Beschwerdewert: 604.475 DM.
Gründe
I.
Das dem beklagten Rechtsanwalt nachteilige Urteil des Landgerichts vom 7. November 1997 wurde seinem Prozeßbevollmächtigten am 3. Februar 1998 zugestellt. Der beim Berufungsgericht zugelassene Beklagte legte selbst am 3. März 1998 Berufung ein. Auf seinen Antrag vom 3. April 1998 wurde die Frist zur Berufungsbegründung verlängert bis zum 15. Mai 1998. Auf Antrag vom 15. Mai 1998 wurde diese Frist bis zum 25. Mai 1998 verlängert. Als Grund für diesen Antrag hatte der Beklagte eine Armverletzung seiner Frau angegeben. Am 22. Mai 1998 beantragte der Beklagte eine weitere Fristverlängerung, weil er für zwei Wochen arbeitsunfähig sei; dazu legte er folgende ärztliche Bescheinigung vom 20. Mai 1998 vor:
"Psychovegetativer Erschöpfungszustand mit Begleitsymptome".
Weiterhin legte der Beklagte eine "Folgebescheinigung" vom 4. Juni 1998 vor:
"Status idem".
Mit gerichtlicher Verfügung vom 8. Juni 1998, dem Beklagten zugegangen am 18. Juni 1998, wurde die begehrte Fristverlängerung abgelehnt. Am 1. Juli 1998 beantragte der Beklagte wegen Arbeitsunfähigkeit Wiedereinsetzung in den vorigen Stand. Das Oberlandesgericht hat durch Beschluß vom 13. Juli 1998 das Wiedereinsetzungsgesuch und die Berufung als unzulässig verworfen.

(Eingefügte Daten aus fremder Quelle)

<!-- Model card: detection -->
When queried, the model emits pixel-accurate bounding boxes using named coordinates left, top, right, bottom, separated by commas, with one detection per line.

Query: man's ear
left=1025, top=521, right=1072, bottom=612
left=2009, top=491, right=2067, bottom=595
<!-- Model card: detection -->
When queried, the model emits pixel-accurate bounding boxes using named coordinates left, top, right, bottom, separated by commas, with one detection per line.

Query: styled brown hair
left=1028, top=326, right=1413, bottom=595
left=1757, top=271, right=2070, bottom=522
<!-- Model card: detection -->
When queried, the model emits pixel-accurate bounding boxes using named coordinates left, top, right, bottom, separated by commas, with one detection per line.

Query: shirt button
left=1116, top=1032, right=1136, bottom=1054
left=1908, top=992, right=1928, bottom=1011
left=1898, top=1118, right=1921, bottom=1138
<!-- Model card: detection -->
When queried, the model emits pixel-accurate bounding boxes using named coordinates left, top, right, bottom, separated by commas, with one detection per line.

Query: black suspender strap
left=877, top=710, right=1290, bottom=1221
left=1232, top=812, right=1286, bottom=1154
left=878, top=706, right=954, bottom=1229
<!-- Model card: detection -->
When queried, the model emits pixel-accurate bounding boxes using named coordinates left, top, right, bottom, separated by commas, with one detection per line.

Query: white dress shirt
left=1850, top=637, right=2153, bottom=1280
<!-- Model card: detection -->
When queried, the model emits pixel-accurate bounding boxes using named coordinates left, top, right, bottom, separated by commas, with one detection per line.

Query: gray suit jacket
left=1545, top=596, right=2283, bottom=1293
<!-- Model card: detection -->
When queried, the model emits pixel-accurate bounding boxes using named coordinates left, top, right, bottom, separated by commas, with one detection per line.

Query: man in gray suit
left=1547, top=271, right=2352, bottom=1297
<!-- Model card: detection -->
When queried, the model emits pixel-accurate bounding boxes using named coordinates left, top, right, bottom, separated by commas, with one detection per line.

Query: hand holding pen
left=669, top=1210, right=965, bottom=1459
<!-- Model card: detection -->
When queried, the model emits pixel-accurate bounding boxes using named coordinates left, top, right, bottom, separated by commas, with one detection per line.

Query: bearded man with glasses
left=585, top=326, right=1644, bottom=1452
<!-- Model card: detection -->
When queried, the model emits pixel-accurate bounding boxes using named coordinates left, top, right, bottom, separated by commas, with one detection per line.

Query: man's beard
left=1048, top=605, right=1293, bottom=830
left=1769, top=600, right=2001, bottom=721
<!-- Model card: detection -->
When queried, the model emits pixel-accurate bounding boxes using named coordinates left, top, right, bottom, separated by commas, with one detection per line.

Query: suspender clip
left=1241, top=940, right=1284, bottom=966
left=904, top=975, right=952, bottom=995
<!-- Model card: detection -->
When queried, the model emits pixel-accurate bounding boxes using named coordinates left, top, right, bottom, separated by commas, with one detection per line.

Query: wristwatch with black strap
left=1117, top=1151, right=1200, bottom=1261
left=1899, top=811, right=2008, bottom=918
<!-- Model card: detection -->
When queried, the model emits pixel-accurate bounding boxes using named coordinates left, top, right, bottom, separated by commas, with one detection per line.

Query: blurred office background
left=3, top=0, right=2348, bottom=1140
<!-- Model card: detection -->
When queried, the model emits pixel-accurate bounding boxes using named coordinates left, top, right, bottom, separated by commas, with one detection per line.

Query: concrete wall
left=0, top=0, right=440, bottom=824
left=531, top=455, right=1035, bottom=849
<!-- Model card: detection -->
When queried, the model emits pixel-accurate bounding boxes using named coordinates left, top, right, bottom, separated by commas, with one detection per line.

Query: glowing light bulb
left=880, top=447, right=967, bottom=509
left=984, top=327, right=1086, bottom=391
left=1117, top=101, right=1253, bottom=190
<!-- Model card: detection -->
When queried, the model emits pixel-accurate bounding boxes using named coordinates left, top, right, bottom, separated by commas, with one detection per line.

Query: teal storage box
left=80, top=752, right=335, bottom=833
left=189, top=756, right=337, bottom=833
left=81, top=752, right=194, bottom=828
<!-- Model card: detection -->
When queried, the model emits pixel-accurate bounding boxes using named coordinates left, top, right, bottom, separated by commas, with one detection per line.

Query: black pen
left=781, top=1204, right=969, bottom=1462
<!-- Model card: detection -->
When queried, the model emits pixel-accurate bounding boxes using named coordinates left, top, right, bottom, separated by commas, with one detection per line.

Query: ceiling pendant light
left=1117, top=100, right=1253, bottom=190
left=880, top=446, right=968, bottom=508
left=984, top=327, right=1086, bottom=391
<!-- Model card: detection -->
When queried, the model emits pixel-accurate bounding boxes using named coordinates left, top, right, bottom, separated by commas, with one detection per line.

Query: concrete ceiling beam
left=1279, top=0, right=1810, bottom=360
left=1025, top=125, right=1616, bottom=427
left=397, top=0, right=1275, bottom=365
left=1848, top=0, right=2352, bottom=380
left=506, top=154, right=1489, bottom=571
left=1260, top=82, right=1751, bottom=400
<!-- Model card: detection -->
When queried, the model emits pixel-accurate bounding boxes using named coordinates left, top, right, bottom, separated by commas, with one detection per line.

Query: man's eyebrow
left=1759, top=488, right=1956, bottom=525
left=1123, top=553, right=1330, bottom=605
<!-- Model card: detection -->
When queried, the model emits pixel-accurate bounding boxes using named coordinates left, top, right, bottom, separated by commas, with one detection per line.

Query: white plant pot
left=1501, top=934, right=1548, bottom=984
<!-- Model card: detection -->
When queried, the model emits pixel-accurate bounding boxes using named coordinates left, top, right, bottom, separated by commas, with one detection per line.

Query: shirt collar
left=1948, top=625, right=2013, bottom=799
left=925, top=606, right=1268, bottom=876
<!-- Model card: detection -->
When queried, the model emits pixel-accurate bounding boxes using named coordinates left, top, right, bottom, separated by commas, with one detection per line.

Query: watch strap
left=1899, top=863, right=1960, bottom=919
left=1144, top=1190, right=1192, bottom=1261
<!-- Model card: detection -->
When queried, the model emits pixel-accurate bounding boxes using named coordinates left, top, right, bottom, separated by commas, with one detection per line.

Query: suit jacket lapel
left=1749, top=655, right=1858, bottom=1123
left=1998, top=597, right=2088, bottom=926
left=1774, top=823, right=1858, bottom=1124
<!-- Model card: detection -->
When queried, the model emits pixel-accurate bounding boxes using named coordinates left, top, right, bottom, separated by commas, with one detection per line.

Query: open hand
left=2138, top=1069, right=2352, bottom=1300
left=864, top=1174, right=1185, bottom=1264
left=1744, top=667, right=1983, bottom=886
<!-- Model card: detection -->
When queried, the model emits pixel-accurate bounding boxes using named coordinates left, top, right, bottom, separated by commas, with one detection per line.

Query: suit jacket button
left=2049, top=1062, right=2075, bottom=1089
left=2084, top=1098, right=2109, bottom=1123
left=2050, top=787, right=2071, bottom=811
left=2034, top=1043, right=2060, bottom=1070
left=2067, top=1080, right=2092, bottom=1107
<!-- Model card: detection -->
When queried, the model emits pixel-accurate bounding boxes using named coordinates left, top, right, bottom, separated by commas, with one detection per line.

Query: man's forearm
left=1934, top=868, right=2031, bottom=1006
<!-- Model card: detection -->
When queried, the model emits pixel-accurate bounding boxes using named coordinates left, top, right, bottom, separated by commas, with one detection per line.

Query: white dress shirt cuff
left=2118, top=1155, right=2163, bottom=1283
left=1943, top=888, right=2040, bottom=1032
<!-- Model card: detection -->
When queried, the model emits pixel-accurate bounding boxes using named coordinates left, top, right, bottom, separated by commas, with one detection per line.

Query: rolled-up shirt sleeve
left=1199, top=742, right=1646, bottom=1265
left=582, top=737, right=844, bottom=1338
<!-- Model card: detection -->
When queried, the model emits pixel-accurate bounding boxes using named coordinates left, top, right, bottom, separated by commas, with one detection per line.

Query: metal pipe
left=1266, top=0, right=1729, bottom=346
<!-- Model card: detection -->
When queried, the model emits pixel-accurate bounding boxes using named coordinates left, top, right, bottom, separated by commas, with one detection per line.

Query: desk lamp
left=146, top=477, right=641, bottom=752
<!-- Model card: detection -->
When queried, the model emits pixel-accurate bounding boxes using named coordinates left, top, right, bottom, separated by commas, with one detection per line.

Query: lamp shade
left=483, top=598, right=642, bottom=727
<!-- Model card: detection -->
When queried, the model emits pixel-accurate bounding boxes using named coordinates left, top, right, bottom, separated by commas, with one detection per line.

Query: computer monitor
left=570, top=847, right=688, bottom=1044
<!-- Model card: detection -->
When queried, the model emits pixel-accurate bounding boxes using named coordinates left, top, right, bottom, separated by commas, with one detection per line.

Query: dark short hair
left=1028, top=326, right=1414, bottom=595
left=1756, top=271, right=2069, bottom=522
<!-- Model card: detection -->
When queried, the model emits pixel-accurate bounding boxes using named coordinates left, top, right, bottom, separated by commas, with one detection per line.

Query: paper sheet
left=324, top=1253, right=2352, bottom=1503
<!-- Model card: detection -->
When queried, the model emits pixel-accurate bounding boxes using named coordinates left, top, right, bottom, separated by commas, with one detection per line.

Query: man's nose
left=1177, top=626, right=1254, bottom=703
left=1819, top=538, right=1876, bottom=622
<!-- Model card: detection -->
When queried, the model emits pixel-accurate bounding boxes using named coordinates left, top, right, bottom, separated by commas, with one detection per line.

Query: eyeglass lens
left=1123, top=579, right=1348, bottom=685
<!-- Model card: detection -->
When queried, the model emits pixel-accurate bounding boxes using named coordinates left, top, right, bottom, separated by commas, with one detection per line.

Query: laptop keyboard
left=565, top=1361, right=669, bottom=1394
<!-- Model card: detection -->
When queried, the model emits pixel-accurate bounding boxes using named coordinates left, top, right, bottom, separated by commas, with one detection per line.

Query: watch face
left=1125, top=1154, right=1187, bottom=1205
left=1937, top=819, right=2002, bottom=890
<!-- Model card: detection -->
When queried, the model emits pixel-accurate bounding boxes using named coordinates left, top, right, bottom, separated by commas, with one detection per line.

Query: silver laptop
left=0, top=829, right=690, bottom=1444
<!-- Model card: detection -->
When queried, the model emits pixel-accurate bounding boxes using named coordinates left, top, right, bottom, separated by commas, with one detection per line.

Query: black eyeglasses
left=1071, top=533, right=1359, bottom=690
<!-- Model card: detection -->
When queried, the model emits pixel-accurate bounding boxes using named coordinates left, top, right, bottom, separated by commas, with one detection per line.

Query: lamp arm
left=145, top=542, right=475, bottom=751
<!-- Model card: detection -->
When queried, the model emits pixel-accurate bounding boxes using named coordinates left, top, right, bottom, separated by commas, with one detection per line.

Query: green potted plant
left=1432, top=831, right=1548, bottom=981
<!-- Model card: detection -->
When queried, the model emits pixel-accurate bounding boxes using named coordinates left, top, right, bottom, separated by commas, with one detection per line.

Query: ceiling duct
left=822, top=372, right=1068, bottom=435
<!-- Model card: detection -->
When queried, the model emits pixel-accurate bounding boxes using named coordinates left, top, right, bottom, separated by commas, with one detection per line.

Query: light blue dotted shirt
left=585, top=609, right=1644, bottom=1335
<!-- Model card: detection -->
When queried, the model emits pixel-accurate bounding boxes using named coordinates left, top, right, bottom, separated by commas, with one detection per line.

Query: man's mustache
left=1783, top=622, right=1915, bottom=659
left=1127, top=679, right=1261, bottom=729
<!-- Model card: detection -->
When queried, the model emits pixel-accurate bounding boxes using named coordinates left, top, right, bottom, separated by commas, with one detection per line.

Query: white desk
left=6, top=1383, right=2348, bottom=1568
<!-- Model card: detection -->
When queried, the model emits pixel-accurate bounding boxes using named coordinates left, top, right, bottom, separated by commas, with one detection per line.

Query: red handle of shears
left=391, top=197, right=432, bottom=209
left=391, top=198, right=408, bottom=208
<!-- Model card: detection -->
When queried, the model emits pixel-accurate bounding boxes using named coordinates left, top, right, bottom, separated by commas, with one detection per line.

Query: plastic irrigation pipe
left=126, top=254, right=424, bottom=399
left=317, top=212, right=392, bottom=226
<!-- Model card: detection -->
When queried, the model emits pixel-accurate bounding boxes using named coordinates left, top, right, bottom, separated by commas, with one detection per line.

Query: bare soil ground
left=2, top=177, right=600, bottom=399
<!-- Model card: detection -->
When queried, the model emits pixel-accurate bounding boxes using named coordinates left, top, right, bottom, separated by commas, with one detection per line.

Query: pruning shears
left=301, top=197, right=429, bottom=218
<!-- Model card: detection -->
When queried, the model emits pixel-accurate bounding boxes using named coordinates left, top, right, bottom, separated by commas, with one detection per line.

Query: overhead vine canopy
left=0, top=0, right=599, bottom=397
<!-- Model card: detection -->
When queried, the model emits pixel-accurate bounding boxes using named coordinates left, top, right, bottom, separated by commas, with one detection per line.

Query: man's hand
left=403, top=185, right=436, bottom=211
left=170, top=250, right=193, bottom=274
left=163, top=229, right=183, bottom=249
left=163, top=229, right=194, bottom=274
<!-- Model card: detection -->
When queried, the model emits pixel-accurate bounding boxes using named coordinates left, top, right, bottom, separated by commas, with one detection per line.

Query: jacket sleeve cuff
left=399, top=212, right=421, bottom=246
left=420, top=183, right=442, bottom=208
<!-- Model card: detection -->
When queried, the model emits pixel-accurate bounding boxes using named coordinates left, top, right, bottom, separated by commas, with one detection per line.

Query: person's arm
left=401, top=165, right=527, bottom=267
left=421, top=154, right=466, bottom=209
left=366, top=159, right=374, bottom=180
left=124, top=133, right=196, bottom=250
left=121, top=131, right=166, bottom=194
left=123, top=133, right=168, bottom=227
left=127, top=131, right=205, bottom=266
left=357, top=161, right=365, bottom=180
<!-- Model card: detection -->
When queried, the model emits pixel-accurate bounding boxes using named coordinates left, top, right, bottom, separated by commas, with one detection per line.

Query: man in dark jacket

Gegen diesen Beschluß, der ihm am 20. Juli 1998 zugestellt worden ist, hat der Beklagte die am 28. August 1998 beim Bayerischen Obersten Landesgericht eingegangene sofortige Beschwerde eingelegt und dieser eine Berufungsbegründung von demselben Tage beigefügt.
II.
Die sofortige Beschwerde ist unzulässig (§§ 519 b Abs. 2, 547, 567 Abs. 4 ZPO, 7 Abs. 2, 6 EGZPO), weil sie nicht in der Notfrist von zwei Wochen nach Zustellung des angefochtenen Beschlusses eingelegt worden ist (§ 577 ZPO).
Zugunsten des Beklagten geht der Senat davon aus, daß seine Beschwerde einen Antrag auf Wiedereinsetzung in den vorigen Stand wegen Versäumung der Beschwerdefrist enthält, weil der Beklagte darin geltend gemacht hat, von Mitte Mai 1998 bis 25. August 1998 arbeitsunfähig gewesen zu sein. Ob ein solcher Antrag rechtzeitig innerhalb der zweiwöchigen Wiedereinsetzungsfrist gestellt ist (§ 234 i.V.m. § 236 Abs. 2 ZPO), bedarf keiner Vertiefung. Denn er ist jedenfalls nicht begründet, weil der Beklagte nicht ohne sein Verschulden verhindert war, die Beschwerdefrist einzuhalten (§ 233 ZPO).
Ein Rechtsanwalt hat dafür zu sorgen, daß für den Fall seiner Erkrankung fristwahrende Schriftsätze rechtzeitig eingereicht werden können; auch ein Einzelanwalt - wie der Beklagte - hat dies durch zumutbare Maßnahmen - etwa durch Absprache mit einem vertretungsbereiten Kollegen - sicherzustellen. Die Versäumung einer Notfrist kann nur dann trotz geeigneter Vorkehrung unverschuldet sein, wenn der Anwalt plötzlich in einer Weise erkrankt, die es ihm unmöglich macht, den Vertreter rechtzeitig zu unterrichten (BGH, Urt. v. 7. Mai 1982 - V ZR 233/81, VersR 1982, 802; Beschl. v. 2. Februar 1994 - XII ZB 175/93, VersR 1994, 1207, 1208; v. 26. Februar 1996 - II ZB 7/95, NJW 1996, 1540, 1541).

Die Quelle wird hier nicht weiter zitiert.